Page:Europe (revue mensuelle), n° 79, 07-1929.djvu/54

Cette page a été validée par deux contributeurs.
384
EUROPE

Alors ? Comment veux-tu que je sois épatant, derrière ?

« Pourquoi seraient-ils épatants, les cabots humains ? Et pourquoi rougiraient-ils des trous de leurs pantalons ? La honte est une fleur qui pousse dans une terre qui se nomme dignité, mais il n’y a de dignité que là où il y a raison d’être.

« Quelle raison d’être a le cabot humain ? »

« Je ne sais pas comment on fait aujourd’hui la pêche des éponges, mais, il y a vingt ans, chaque éponge arrachée à la mer, contenait une goutte du sang de son pêcheur.

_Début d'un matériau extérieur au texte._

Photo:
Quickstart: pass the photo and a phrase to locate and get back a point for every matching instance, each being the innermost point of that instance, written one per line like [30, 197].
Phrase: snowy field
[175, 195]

« Le matin du jour où la chaîne des Libans parut à nos yeux, ne sachant ce qui nous attendait, c’est avec des cris de joie que nous saluâmes le ciel, la terre et les goélands qui nous escortaient. Nos maîtres saluèrent le diable qu’ils cachaient dans leurs âmes et préparèrent, silencieux, les câbles et les couteaux.

« Dans ces parages de la Méditerranée, il y a de grandes portions de mer dont le fond se soulève à quinze ou même dix mètres de la surface marine. C’est ici l’un des domaines les plus riches en éponges, ces vastes baies solitaires, sillonnées uniquement par les caïques des pêcheurs.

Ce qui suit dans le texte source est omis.